Nicolas Bernier

Sur Fond Blanc

Nicolas Bernier & Jacques Poulin-Denis

Label : Ekumen
Année : 2009

Une fois de plus en mode coopératif, Nicolas Bernier fait équipe cette fois avec Jacques Poulin-Denis afin d’offrir un album au concept premièrement étrange, et instantanément génial. Au dos de la jaquette, un premier panneau directionnel : « Sur Fond Blanc explore les thèmes de l’espace intérieur, du vide et de l’absence. Sur ce canevas neutre de textures électroniques et de paysages sonores apparaissent des bribes insaisissables de vie, d’allégories et de souvenirs. » Tout est là.

Si la « théorie des fonds » (qui soutient que chaque chanson est écrite sur un fond coloré, détaché pour la plupart du temps de la volonté de son auteur) s’est souvent retrouvée à instituer la musique sur un papier peint couleur arc-en-ciel, rares sont les essais musicaux à se pencher du côté neutre de la palette. Par peur peut-être. Car comment articuler le blanc, la moelle de toute chose, distant car central et pourtant révélateur instantané de toute forme de vie artistique en mouvement ? La moindre éclaboussure musicale transforme le blanc en un autre blanc, moins neutre. Mais que dirait l’auditeur en se voyant plongé dans un monde où le blanc se superposerait au blanc ? Aurait-il l’impression que la feuille plane une fois mise en boule aurait quelques propriétés de plus que cette même feuille blanche et plane ?

On pourrait pourtant le croire à l’écoute de cette œuvre abyssale. Sur Fond Blanc est de ces grandes explorations où les pièces se succèdent avec cohérence et mystère. Découverte après découverte, l’auditeur sent ses pas frôler le sol dans des galeries impériales aux murs immaculés, aux sols semblables aux plafonds. On rencontre ici et là des incursions de field recording en forme de souvenirs passés, de conversations anxiogènes de par leur angoissant naturel (« Olo ») ; des monuments d’electronica qui s’envolent au simple bruit de votre respiration (l’énorme « Emm », « Mur ») et des embarcadères ambient qui vous feraient presque oublier la promiscuité des lieux. Sur Fond Blanc est un espace pour les rêveurs aux consciences faussement cartésiennes, pour ceux qui ne pensaient jamais rêver sur toile couleur neige.

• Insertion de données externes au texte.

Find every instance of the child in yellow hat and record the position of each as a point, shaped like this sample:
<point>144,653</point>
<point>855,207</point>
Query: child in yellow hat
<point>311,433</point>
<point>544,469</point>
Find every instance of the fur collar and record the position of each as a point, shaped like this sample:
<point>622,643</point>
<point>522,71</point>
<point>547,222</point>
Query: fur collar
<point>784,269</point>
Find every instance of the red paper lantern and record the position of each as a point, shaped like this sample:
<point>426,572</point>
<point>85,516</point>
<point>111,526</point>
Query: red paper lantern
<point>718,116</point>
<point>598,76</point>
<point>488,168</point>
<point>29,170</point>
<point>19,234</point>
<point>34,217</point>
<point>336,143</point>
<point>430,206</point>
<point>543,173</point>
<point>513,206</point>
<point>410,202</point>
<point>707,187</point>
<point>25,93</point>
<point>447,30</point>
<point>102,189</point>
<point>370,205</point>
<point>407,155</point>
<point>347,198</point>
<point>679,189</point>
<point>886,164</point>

Évocatrice jusqu’au bout des ongles, la musique de notre duo pose là les bases d’un essai sur la finitude humaine et musicale, les deux étant à ce point collés qu’il est difficile d’en détacher le romantique de l’intellectuel. Sur Fond Blanc ou l’histoire de deux synesthètes (personnes aux sens combinés, percevant la musique sous forme de couleurs par exemple) surdoués, racontant le purgatoire que sont nos vies sous des formes artistiquement décuplées, faisant mentir la neutralité sous un habit de contes pour mauvais enfants. D’ores et déjà un classique.